Poche righe sui giornali per segnalare la classifica di RSF. Molti commenti indignati, grande silenzio sull’origine dei dati

Molti giornali hanno mostrato sorpresa per il fatto che il 12 febbraio scorso Reporters sans Frontières abbia retrocesso l’Italia di 24 posti in un anno, collocandola al 73.mo posto su 180 paesi classificati in base alla libertà di stampa.

La notizia è stata liquidata sui giornali italiani con notizie di poche righe, come un fatto inspiegabile e curioso. Nei giorni successivi alcuni hanno commentato il fatto con toni più o meno indignati. Solo qualcuno ha letto per intero il comunicato di Reporter Sans Frontières e ha cercato di spiegare il perché, di fare notare che quest’anno, per la prima volta RSF ha basato il suo giudizio su un monitoraggio più puntuale e preciso dei fatti che accadono in Italia nel modo dell’informazione: per la prima volta si è basato sul monitoraggio di Ossigeno per l’Informazione, che da anni rivela un preoccupante aumento delle querele pretestuose e intimidatorie, in particolare di quelle promosse dai politici.

Sabato 15 febbraio il vicedirettore del Corriere della sera, Pierluigi Battista, senza prendere in considerazione i dati citati,  ha riservato alla classifica di RSF un commento sarcastico che si conclude con la frase: “Non credeteci”. A Battista hanno replicato il giornalista Mimmo Candito,a nome di Reporters Sans Frontières Italia, e l’avv.
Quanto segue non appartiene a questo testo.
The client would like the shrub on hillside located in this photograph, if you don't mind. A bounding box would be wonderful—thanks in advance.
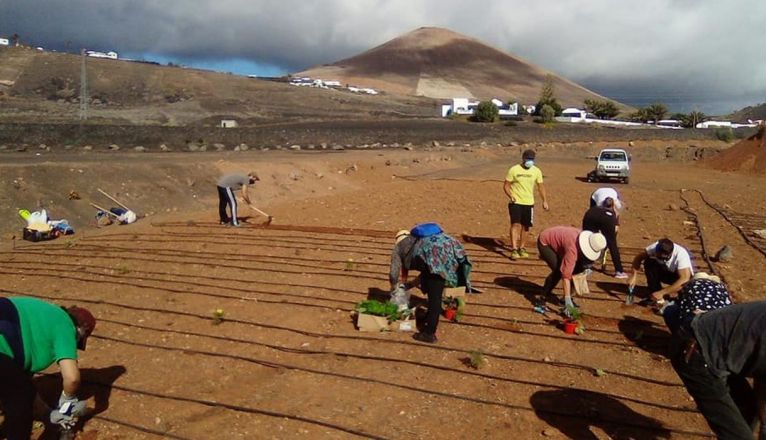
[473,101,500,122]
[715,127,734,142]
[540,104,556,124]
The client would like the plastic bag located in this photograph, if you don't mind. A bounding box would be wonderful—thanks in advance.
[391,284,410,311]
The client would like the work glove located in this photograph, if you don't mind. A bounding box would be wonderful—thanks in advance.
[50,393,85,429]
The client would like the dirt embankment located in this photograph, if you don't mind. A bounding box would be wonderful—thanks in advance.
[0,119,752,158]
[703,125,766,174]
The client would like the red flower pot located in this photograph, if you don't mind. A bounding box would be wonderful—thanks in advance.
[564,321,578,335]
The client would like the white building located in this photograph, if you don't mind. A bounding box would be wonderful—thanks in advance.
[441,98,519,118]
[85,50,117,60]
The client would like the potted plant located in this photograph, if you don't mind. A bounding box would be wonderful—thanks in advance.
[442,296,465,322]
[564,305,585,335]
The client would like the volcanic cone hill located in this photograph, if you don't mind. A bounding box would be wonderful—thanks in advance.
[702,125,766,174]
[295,27,620,106]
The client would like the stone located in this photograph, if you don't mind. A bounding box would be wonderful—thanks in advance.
[713,244,734,263]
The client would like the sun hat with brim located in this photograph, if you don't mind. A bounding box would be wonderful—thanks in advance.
[396,229,410,244]
[577,231,606,261]
[66,306,96,350]
[694,272,721,283]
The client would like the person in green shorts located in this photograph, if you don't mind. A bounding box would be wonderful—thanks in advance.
[0,297,96,440]
[503,150,548,260]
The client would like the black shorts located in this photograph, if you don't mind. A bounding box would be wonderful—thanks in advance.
[508,203,535,228]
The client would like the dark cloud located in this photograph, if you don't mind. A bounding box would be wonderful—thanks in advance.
[0,0,766,111]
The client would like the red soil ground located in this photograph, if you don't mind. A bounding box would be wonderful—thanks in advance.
[0,149,766,440]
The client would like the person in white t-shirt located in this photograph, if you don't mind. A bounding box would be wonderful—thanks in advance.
[630,238,694,302]
[590,188,622,215]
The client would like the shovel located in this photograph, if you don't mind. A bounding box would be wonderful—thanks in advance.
[247,204,274,226]
[625,286,635,306]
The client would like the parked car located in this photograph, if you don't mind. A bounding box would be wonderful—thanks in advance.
[588,148,631,183]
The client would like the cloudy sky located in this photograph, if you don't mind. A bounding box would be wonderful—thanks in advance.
[0,0,766,114]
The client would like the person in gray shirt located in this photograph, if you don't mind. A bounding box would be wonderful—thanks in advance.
[218,171,261,227]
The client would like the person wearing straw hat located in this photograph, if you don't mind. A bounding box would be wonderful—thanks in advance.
[537,226,606,313]
[0,297,96,440]
[218,171,261,227]
[389,228,471,344]
[662,272,733,333]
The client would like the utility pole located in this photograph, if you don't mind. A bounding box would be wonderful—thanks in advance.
[80,49,88,121]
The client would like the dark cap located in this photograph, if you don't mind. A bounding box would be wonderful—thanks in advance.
[66,306,96,350]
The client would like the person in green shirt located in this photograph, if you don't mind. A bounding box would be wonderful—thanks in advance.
[0,297,96,440]
[503,150,548,260]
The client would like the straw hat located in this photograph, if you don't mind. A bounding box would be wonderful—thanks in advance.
[577,231,606,261]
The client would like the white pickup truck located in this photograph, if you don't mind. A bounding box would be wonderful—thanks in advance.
[588,148,631,183]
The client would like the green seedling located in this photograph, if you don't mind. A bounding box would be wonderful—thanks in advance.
[213,309,226,325]
[114,265,130,275]
[468,350,487,370]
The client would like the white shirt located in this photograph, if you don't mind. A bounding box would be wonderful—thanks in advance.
[590,188,622,211]
[646,241,694,275]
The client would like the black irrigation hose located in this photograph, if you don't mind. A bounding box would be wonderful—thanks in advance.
[71,374,386,440]
[691,189,766,257]
[679,189,723,280]
[0,287,683,388]
[0,268,656,347]
[91,416,191,440]
[0,245,636,310]
[91,336,707,436]
[94,319,697,413]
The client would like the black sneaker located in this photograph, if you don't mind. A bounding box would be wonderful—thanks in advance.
[412,332,437,344]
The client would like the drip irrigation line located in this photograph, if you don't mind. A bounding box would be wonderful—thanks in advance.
[0,268,656,347]
[89,416,191,440]
[96,319,697,413]
[0,249,636,310]
[76,374,386,440]
[92,335,696,428]
[0,287,683,388]
[690,189,766,257]
[679,189,726,282]
[73,362,710,440]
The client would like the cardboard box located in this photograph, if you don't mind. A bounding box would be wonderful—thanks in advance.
[356,313,389,332]
[391,319,418,332]
[444,286,465,298]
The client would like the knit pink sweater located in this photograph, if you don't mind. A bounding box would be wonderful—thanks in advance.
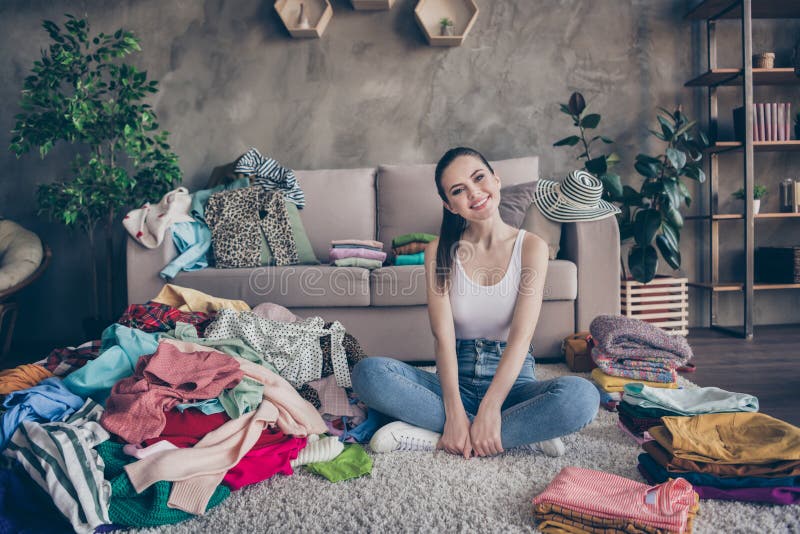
[100,343,243,443]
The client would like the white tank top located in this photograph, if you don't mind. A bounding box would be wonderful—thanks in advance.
[450,230,525,341]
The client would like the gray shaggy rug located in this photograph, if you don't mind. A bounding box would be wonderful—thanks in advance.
[139,364,800,534]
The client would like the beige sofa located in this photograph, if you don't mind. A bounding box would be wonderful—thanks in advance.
[127,156,620,361]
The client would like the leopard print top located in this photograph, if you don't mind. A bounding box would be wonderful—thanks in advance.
[205,186,299,268]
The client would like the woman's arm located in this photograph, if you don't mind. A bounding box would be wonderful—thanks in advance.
[471,233,548,456]
[425,238,472,458]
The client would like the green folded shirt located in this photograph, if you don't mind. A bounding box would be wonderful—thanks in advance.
[333,258,383,269]
[394,252,425,265]
[305,443,372,482]
[392,232,438,247]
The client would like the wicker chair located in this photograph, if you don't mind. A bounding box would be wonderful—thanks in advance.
[0,220,53,359]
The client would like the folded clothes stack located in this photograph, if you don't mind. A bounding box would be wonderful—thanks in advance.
[589,315,692,410]
[638,412,800,504]
[533,467,699,534]
[392,232,436,265]
[328,239,386,269]
[618,383,758,445]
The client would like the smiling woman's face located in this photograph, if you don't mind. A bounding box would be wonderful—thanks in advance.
[442,156,500,220]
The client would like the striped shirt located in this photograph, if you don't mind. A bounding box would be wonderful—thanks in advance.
[3,399,111,534]
[233,148,306,208]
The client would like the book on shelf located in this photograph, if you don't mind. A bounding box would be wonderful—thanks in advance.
[769,102,778,141]
[784,102,792,141]
[733,102,793,142]
[764,102,772,141]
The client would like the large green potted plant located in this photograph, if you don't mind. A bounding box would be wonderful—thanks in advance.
[620,106,709,283]
[553,92,623,202]
[10,15,181,332]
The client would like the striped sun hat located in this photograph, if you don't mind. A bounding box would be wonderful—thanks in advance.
[533,169,620,222]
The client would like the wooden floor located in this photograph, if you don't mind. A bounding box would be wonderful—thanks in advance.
[683,325,800,426]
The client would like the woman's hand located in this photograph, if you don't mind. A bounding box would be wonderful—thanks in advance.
[436,408,472,458]
[469,403,503,456]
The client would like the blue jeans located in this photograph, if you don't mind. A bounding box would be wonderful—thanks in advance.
[352,339,600,449]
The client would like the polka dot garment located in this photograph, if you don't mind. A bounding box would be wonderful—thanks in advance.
[205,309,350,387]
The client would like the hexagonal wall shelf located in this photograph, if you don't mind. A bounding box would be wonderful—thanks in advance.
[275,0,333,38]
[350,0,394,11]
[414,0,478,46]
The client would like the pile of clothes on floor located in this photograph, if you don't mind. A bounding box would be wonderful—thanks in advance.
[533,467,700,534]
[638,412,800,505]
[617,382,758,445]
[0,285,386,533]
[392,236,436,265]
[328,239,386,270]
[589,315,692,411]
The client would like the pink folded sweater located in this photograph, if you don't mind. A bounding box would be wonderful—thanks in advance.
[328,248,386,261]
[100,343,243,443]
[161,339,328,437]
[125,400,278,515]
[331,239,383,248]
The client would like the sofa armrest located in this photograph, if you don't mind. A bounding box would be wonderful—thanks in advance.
[125,236,176,304]
[561,217,620,332]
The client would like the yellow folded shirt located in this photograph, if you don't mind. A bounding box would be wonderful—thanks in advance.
[654,412,800,464]
[153,284,250,313]
[592,368,678,393]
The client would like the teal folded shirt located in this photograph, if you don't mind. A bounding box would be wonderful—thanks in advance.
[64,323,159,405]
[394,251,425,265]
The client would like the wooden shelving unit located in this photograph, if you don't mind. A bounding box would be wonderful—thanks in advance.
[685,0,800,339]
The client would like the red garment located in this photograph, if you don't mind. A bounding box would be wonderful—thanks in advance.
[100,343,244,443]
[222,431,306,491]
[117,301,216,337]
[533,467,697,532]
[144,408,306,491]
[144,408,296,450]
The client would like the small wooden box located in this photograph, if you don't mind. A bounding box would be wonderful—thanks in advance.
[561,332,597,373]
[620,276,689,336]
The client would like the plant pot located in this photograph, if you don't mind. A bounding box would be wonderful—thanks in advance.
[742,198,761,214]
[620,275,689,336]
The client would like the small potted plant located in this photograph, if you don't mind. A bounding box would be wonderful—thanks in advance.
[439,17,453,36]
[731,184,767,213]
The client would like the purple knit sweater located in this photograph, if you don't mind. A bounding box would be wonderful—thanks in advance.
[589,315,692,365]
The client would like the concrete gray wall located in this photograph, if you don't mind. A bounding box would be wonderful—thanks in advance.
[0,0,800,356]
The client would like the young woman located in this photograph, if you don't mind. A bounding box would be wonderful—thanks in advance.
[352,147,599,458]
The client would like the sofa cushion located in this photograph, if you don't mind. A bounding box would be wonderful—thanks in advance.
[376,156,539,254]
[369,260,578,306]
[497,180,537,228]
[295,168,376,263]
[173,265,370,308]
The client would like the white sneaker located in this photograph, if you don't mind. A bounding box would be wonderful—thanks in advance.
[369,421,442,452]
[517,438,567,458]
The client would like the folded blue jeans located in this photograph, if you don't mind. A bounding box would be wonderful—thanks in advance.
[352,339,600,449]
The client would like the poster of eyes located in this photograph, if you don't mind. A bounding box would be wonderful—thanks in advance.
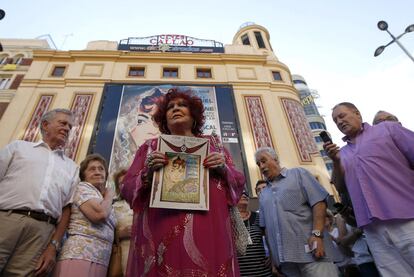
[89,84,244,187]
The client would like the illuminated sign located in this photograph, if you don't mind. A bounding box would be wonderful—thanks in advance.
[118,34,224,53]
[301,95,314,106]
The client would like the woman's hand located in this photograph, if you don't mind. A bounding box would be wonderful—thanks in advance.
[203,152,226,170]
[118,225,131,240]
[145,151,168,171]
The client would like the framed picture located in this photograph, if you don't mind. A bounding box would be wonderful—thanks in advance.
[150,135,210,211]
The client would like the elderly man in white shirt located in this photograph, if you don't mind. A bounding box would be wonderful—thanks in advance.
[0,109,79,276]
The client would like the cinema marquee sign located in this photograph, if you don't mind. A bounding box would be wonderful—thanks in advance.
[118,34,224,53]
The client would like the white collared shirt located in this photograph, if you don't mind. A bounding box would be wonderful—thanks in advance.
[0,140,79,218]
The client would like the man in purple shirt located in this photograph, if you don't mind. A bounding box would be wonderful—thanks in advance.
[324,102,414,276]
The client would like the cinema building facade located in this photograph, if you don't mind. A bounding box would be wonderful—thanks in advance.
[0,24,333,197]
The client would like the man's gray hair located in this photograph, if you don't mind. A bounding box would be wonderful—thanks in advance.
[254,146,279,161]
[39,108,73,136]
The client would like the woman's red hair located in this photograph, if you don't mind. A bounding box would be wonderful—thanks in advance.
[152,88,205,136]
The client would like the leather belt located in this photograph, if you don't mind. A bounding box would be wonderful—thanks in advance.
[1,210,57,225]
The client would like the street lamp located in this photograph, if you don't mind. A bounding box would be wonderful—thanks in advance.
[0,9,6,52]
[374,20,414,62]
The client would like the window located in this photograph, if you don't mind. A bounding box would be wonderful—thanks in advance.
[272,71,282,81]
[13,55,23,64]
[197,68,212,78]
[241,34,250,45]
[0,56,7,64]
[0,77,11,89]
[315,136,323,143]
[254,32,266,48]
[293,80,308,85]
[0,102,9,119]
[162,68,178,78]
[326,163,333,171]
[52,66,66,77]
[128,67,145,77]
[309,122,326,130]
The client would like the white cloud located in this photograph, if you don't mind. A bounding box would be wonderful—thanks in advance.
[301,56,414,145]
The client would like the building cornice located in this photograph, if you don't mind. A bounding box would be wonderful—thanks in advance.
[33,50,287,65]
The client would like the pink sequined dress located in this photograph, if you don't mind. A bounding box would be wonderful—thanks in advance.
[122,137,245,277]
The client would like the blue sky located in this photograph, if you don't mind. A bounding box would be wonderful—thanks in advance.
[0,0,414,141]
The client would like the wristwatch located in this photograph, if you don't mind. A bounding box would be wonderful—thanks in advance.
[50,239,60,251]
[312,230,323,238]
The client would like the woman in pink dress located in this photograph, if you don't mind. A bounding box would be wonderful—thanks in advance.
[121,89,245,276]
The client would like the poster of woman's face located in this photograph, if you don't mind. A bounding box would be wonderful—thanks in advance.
[109,85,221,182]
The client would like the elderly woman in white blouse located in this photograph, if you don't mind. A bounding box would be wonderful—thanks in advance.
[54,154,115,277]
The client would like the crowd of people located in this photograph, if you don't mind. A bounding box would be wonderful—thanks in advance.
[0,89,414,277]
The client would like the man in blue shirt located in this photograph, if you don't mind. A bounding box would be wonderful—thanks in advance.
[255,147,338,277]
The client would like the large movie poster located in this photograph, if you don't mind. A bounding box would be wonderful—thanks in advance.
[90,84,244,185]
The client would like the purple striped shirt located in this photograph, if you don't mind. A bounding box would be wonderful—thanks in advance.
[341,122,414,226]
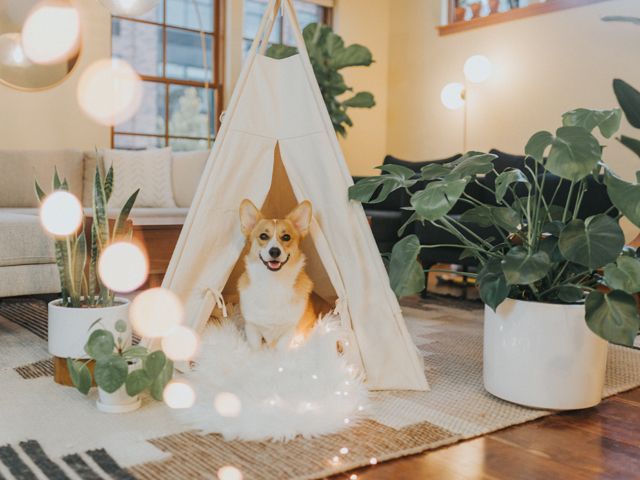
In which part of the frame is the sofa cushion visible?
[171,150,210,207]
[103,147,176,208]
[0,210,56,267]
[0,150,83,204]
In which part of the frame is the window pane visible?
[169,138,209,152]
[166,28,213,82]
[113,134,165,150]
[167,0,214,32]
[169,85,215,138]
[284,0,324,45]
[242,0,282,43]
[111,18,162,77]
[114,82,166,135]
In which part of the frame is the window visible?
[111,0,223,150]
[242,0,333,55]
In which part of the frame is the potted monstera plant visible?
[349,85,640,409]
[35,167,138,385]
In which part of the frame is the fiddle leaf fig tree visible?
[266,23,376,137]
[349,101,640,345]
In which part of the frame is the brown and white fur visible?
[238,199,317,350]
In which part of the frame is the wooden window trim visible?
[110,0,225,148]
[436,0,609,36]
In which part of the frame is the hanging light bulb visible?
[464,55,493,83]
[100,0,158,17]
[0,33,31,67]
[22,0,80,65]
[77,58,142,125]
[440,83,464,110]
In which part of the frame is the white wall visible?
[0,0,111,149]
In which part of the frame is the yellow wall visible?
[0,0,111,149]
[384,0,640,239]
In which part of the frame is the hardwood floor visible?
[331,268,640,480]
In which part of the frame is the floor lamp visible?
[440,55,493,152]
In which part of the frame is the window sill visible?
[437,0,608,36]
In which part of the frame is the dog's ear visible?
[240,198,262,236]
[287,200,311,237]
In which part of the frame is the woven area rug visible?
[0,300,640,480]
Caterina Malavenda, uno dei massimi esperti di diritto dell’informazione.

Mimmo Candito ha sottolineato in un articolo che RSF descrive una difficoltà reale dell’informazione italiana difficilmente contestabile, essendo basata sui fatti narrati da Ossigeno per l’Informazione, che sono stati attentamente verificati.

Caterina Malavenda ha scritto che “quale che sia l’opinione sulla attendibilità della graduatoria”, lo scivolone dell’Italia “non è comunque una bella notizia” e fa però, ancora meno piacere sapere che tale regressione viene attribuita in parte alle minacce nei confronti dei giornalisti, provenienti il più delle volte dalla criminalità organizzata e seguite spesso da aggressioni fisiche o da incendi dolosi; ed in parte al numero elevato di processi per diffamazione ingiustificati, che possono dissuadere dal diffondere notizie vere, ma scomode, anche senza il ricorso ad amputazioni o censure. “Eppure, basterebbe intervenire sulle norme che oggi non prevedono alcuna reale conseguenza per chi, senza averne motivo, fa causa – il che spiega anche il proliferare di iniziative infondate nei confronti dei giornalisti a mero scopo dissuasivo”.

Di analogo tenore il commento di Alberto Statera (la Repubblica, 23 febbraio 2015) che ha opposto a Battista proprio i dati citati da RSF, sia pure senza dire che i dati sono di Ossigeno.

Più obiettivi e documentati sono stati il commento di Roberto Ciccarelli “Quando il carcere è perfino meglio delle super multe” sul Manifesto del 13 febbraio 2015 e di Newsweek.com, 12 febbraio 2015: Italian Mafia Intimidating Journalists With Worst Levels of Violence Since 90s.